The Change-Up (Director: David Dobkin): There’s an offputting and rather absurd conservatism at the heart of the body-swapping genre. It’s as if the purpose for the whole thing is to learn some valuable life lessons. Sure, there’s a bit of time for hijinks, but in the end, it’s all about loving the life you have. When it’s time to get back into your own skin, you’re supposed to accept it. In fact, in just about all of these movies, the characters can’t wait to get back to their slightly improved normality. What makes this such a dishonest trope is that all of the fun happens when they’re breaking the rules of their everyday lives.
The Change-Up plays with this formula for just about half of its running time, and for those 45 minutes or so, it borders on subversive. Some of its moments of anarchy are exhilarating. But in the end, it plays it safe.
Dave Lockwood (Jason Bateman) is a high-achieving corporate lawyer who spends too much time at the office and not enough talking to his beautiful wife (Leslie Mann). He’s a dutiful father, though, helping out with his young daughter and infant twins. He flirts with the gorgeous law associate at his office (Olivia Wilde), but there’s nothing about him that indicates he’ll really break out of this safe pattern.
Until the night he goes drinking with his old pal Mitch (Ryan Reynolds). Though they’re just about polar opposites, they’ve somehow managed to stay friends. Mitch is a wild-living barely employed actor who has coasted on his good looks and who seems to be enjoying his extended adolescence. While urinating together into a fountain after their night of drinking, each wishes for the other’s life, and the next morning, they’ve magically switched bodies. Time for some fun, right?

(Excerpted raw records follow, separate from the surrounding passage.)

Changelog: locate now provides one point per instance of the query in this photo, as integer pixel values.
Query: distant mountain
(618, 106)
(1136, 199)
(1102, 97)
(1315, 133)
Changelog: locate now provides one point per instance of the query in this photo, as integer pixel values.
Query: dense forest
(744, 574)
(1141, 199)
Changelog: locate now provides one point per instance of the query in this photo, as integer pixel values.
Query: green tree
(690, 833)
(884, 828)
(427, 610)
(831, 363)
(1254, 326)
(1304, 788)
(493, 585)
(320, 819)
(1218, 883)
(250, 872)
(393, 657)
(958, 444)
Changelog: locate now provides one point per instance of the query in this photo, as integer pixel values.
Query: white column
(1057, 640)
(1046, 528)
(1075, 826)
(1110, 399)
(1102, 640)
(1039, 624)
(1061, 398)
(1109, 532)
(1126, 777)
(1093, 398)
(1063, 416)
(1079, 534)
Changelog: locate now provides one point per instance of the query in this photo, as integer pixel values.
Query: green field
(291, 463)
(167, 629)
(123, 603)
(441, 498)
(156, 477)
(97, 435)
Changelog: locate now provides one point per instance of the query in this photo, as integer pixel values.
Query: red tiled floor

The scenes of Bateman (playing Reynolds) screwing up Dave’s job and abusing his children are gleefully transgressive, and both actors have fun with Reynolds’ potty-mouthed vocabulary. But when it comes to the sexual adventures that form a large part of Dave’s longing to change lives, the film chickens out. In the end, the nuclear family and monogamy triumph, not to mention that other good ol’ American value: hard work. There’s even a wedding at the end, in addition to an anniversary party and a career promotion.
Which isn’t to say I didn’t enjoy most of The Change-Up. Bateman and Reynolds have great chemistry, and Leslie Mann makes what could have been a shrewish stereotype into an almost real character, albeit one who resists the explanation given to her in favour of a continuing state of harried befuddlement at her husband’s new antics.
A subplot involving Mitch’s estrangment from his father (Alan Arkin) exists only to balance the character’s “difficulties” with relationships, but it’s far from convincing. Who wouldn’t prefer smoking dope all day, acting in softcore porn movies and sleeping with the most inappropriate partners? Oh, right, I almost forgot. There are life lessons to be learned.